Talk to Me

Talk to Me (Danny and Michael Philippou)

I’m 47. I watch retro events with middle-aged nostalgia, and I always have a slight churn in my stomach when the phrase ‘The 90s were awesome and rock and roll’ I say small churn, as it’s invoked by the blaze intonation invariably of a white guy my age who never dealt with consequence or loss or scrutiny during that time. I often see a similarly aged woman sitting beside them, almost intensely silent about the past. For many of us, the wild abandonment of parties and the consequences came from a need to fit in, integrate and show we could ‘outboy the white boys’. But they never had a comedown. We did.

‘Talk to Me’ is part of family drama and traditional jump scare horror.
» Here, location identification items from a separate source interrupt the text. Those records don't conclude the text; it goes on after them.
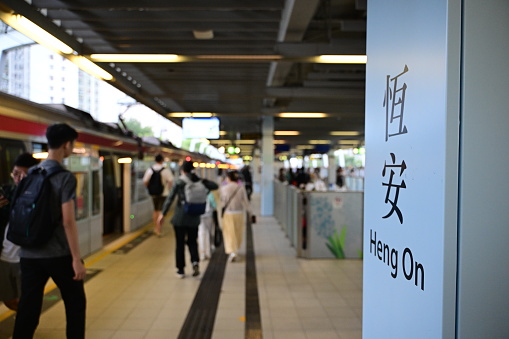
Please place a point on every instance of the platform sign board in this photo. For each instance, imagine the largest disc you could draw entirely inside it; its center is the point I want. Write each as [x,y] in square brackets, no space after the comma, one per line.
[408,82]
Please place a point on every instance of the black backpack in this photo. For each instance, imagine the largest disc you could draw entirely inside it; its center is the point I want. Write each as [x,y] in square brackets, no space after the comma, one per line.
[33,219]
[155,185]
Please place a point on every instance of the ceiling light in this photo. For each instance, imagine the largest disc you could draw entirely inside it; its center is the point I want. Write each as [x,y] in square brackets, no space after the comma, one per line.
[203,34]
[245,142]
[343,59]
[240,57]
[125,160]
[34,32]
[286,132]
[344,133]
[349,142]
[201,114]
[135,57]
[190,115]
[302,115]
[89,67]
[319,142]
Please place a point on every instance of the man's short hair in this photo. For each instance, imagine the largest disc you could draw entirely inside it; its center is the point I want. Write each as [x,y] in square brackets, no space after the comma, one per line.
[59,134]
[187,166]
[25,160]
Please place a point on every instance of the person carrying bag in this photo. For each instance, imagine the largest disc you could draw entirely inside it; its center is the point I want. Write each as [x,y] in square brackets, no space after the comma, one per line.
[233,213]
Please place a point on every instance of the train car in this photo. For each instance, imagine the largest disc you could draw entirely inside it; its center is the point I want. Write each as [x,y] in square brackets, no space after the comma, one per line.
[108,162]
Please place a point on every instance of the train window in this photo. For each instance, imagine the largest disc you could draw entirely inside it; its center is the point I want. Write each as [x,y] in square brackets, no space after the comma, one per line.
[81,195]
[96,193]
[9,150]
[39,148]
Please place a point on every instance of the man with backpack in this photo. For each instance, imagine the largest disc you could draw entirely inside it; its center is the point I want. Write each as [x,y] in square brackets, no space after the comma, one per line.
[191,193]
[158,180]
[59,257]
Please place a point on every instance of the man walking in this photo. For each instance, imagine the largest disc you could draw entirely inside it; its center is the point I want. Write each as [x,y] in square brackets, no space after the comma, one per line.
[60,257]
[158,180]
[184,223]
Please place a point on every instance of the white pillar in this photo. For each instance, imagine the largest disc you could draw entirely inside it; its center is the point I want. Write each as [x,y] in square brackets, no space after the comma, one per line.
[435,223]
[267,179]
[126,197]
[333,166]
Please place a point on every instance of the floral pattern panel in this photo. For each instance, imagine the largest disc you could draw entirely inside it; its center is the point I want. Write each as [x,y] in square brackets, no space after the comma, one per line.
[335,221]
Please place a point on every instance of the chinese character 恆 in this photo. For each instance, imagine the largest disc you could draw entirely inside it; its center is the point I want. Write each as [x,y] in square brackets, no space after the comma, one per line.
[394,103]
[391,184]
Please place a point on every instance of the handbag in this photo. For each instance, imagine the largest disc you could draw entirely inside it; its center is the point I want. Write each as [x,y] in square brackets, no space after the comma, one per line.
[228,202]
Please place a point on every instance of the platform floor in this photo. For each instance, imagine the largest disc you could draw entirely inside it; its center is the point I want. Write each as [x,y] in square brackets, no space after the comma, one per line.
[135,293]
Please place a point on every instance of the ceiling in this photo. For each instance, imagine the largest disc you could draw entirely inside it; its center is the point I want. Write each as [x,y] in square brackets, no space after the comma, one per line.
[239,92]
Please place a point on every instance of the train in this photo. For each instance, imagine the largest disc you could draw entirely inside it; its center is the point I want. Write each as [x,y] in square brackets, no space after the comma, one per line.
[108,162]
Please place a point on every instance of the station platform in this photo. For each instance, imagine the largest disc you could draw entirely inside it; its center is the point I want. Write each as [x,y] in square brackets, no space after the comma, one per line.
[132,292]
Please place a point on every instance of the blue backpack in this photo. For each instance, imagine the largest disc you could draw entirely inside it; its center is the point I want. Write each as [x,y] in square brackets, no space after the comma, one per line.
[32,218]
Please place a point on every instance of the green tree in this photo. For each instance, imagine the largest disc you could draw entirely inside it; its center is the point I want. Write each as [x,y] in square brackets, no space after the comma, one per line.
[135,126]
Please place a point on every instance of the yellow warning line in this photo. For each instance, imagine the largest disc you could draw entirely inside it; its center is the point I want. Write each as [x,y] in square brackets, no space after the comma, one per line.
[94,259]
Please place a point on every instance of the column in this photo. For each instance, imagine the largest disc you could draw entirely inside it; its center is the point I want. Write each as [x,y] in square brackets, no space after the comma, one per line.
[267,179]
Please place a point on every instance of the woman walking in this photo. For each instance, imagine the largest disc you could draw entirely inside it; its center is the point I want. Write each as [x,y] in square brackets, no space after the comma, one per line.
[235,204]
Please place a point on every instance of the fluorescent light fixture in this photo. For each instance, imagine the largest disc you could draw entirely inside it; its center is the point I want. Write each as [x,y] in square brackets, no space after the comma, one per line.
[203,34]
[344,133]
[342,59]
[41,155]
[34,32]
[89,67]
[190,115]
[350,142]
[302,115]
[125,160]
[286,132]
[134,57]
[240,57]
[319,142]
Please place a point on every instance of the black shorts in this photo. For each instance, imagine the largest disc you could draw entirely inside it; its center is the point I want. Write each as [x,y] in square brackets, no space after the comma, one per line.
[158,201]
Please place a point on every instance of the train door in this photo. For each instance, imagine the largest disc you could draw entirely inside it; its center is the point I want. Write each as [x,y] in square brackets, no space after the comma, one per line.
[88,201]
[112,193]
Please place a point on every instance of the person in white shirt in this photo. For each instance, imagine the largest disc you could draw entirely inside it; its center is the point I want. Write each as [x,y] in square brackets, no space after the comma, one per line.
[10,273]
[234,197]
[166,181]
More blue collar in its intensity, so think ‘Stir of Echoes’ more than flatliners, with our Lead Mia, being a more impressionable and vulnerable member of ‘the craft’. Having lost her mother recently and at a young age the role she plays is as much protagonist as a plot device as it is her longing to come to terms with her grief that allowed the escalation of chaos around her.

I have little knowledge of Australian life for teenagers, other than the TV. But I do know teenagers, the extra filter of social media and filming everything for wider recognition dovetails with the idea of the seance as a thrill and widens the impact of social pressure.

As a teen, I would have related to the insecurities and bravado, as a 20-30-something I would have called them all thick. now…I’m a bit more reluctant to judge and the characters are all so likeable and a bit archetypal to resent any of them. This is the chilling adventures of Sabrina with a higher sense of force and less sense of mystery. I found the film brutal and visceral, as much for the soundscape as the visuals which turned away from frequently. This is not the Giallo gore of the 80s and I do wonder given the effective levels of self-harm depicted on Scream if 15 was the wise certificate. Although I have to recognise the ‘scare them straight’ argument of my youth watching frisbees in pylons and sparklers burning off fingers was not a bad move.

While the supernatural jump scares and effects are pretty standard in a post-drag-to-hell inferno, the connections and impact are elevated by the groundwork out into the community. The family of Riley, Jade and Jades’ mum, who frankly was the most connected person for me and should undoubtedly win Collect Mother in film 2023 at MTV Hollars or whatever it is called. (im 47). But this triptych and Mia’s relationship with them and Jade’s Boyfriend elevates and makes you care about what happens to each of them. The decisions they make are ones of teenagers scared to look scared. The way this can escalate over the rational and be exploited by the supernatural is the key to this film’s appeal to me.

I had some tragic experiences in my youth and they were not with the fist-in-mouth intensity that smartphones would bring to them. My ability to grieve the loss, while on one level was harder to express, was never rife with the commentary and ownership another camera seems to give it to this day. It’s a hard film, there is a level of formula to what happens, but there is a keen sensitivity in characterisation and how it is expressed. Finally, it is brutal, and it may jar people into an out-of-cinematic experience that one can gain from the likes of the Nun/haunt/Neck Twist franchise du jour. 

It sits in a limbo but not one that is dull. I would recommend for those looking at contemporary horror this is an ideal Halloween ghost story for beginners. And apt at that.